(CNN) November 25 – The border was hauntingly empty. No military, drenched in green, patrolling. No AKs slung over shoulders. No Swahili floating through the air.
Just the pitter-patter of rain falling to the ground and turning the dirt road into a river.
To the right some secondary school students huddled beneath an overhang.
From a village close to Rutshuru in the Democratic Republic of the Congo, they had fled an attack by a rebel group. The men with guns marched the boys outside and ordered them to file into a line.
“We were so scared,” said Jean, “we ran into the bush.” Adamant that they did not want to fight, that they did not want to become soldiers, Jean explained how they had to hide themselves in the forest to escape being abducted. Many of their friends, though, were taken.
Melchisedek is a secondary school teacher in a village close to Rutshuru, an area heavily dominated by clashes between the Congolese government forces and the CNDP. He said that twice armed groups came to his school to abduct children. “They look through the windows and count the boys,” he said.
Boys. Abducted to be soldiers.
The current war in the eastern Democratic Republic of Congo is marked by the use of child soldiers. These young boys are abducted from their schools and homes and forced to hold a weapon and use it against their own government.

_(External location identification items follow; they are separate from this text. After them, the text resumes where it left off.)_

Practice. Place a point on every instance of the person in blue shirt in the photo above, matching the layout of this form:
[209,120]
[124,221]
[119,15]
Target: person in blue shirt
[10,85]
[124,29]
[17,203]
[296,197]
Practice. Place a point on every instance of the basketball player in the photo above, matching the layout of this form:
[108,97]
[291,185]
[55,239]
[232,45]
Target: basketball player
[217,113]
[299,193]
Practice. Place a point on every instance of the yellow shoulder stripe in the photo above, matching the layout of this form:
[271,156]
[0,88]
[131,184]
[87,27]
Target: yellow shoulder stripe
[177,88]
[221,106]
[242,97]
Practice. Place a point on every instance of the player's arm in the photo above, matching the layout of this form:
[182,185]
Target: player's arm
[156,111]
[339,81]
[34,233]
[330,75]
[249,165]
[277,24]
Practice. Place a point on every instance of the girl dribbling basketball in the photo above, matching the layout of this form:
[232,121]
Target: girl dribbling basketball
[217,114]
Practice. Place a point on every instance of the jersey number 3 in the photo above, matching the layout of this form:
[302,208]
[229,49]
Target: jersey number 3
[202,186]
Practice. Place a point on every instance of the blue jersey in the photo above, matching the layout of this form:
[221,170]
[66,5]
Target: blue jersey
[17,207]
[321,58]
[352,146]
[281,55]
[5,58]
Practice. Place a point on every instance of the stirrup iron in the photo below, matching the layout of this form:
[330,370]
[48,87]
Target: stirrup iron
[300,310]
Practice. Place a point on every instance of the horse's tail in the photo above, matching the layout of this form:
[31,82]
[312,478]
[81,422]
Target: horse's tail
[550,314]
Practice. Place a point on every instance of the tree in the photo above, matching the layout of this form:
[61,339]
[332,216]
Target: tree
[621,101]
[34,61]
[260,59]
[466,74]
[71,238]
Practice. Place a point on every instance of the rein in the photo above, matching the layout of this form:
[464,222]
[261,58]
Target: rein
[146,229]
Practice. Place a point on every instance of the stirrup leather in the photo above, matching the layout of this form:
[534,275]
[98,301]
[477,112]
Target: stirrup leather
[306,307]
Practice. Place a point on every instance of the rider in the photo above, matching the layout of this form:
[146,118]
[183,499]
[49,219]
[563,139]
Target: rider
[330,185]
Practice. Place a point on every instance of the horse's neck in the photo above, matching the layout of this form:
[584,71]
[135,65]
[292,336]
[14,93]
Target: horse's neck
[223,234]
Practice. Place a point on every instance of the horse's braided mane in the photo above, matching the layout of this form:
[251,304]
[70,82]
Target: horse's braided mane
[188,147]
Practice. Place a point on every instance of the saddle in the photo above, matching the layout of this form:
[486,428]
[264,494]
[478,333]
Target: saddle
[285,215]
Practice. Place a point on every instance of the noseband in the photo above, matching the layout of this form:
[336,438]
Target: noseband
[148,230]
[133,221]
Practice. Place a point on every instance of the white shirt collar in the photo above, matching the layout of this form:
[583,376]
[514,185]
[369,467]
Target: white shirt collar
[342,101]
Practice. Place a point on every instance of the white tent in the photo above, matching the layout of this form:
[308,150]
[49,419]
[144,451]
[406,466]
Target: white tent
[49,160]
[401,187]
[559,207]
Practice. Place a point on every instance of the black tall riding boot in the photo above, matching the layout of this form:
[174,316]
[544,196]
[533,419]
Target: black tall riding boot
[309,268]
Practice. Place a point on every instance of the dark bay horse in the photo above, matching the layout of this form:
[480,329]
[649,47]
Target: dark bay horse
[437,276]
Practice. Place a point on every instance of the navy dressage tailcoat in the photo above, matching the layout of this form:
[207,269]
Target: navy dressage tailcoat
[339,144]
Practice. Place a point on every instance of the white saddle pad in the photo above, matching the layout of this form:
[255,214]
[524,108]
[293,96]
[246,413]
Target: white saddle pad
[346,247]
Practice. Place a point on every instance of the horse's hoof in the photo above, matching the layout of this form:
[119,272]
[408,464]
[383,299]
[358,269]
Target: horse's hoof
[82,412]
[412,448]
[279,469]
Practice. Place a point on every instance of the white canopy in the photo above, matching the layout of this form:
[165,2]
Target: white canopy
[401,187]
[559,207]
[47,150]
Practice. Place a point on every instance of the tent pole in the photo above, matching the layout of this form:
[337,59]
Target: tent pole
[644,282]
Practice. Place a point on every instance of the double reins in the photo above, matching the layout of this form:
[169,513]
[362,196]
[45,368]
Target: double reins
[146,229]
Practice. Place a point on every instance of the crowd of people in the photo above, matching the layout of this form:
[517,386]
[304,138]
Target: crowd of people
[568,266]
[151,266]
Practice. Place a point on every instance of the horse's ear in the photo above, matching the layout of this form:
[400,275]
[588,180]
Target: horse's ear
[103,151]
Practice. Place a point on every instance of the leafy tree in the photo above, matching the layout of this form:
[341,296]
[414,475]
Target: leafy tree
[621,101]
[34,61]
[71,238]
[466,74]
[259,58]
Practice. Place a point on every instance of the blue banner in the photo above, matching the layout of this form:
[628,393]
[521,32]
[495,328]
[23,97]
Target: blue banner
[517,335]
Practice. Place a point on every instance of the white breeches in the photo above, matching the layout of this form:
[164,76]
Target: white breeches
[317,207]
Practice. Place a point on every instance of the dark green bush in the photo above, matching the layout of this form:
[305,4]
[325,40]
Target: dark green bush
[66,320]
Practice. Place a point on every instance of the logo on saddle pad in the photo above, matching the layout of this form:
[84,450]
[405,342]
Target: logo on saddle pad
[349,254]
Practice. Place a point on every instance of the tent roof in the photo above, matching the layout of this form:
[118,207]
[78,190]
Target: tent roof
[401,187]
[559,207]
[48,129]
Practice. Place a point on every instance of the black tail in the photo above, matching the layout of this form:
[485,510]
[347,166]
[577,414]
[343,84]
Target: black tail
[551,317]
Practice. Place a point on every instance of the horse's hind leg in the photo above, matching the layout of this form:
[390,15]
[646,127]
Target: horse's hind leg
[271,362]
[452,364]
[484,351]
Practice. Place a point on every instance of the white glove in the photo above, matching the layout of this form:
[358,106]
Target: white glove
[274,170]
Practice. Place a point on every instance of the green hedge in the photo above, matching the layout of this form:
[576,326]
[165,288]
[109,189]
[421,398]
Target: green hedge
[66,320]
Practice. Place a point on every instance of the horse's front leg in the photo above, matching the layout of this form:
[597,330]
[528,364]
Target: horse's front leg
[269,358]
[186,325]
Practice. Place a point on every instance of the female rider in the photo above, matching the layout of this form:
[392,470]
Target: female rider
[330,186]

In Nakivale, a sprawling refugee settlement holding more than 30,000 people in Uganda, up to 600 new Congolese refugees are arriving daily. Bombarded with hunger, disease and lack of basic essentials, people are suffering.
One man, Bahati, his frame thinned, stood weakly. He said he is throwing up and having diarrhea nearly every five minutes. He says sometimes there is blood in his excrement. His face pale, he asked for medicine.
I asked a group of men if they had anything to do in the camp – no, they said. Then I asked what they did in Congo for a living.
“Cultivator,” “mason,” “teacher.”
One by one they listed their roles as father, provider and protector with pride.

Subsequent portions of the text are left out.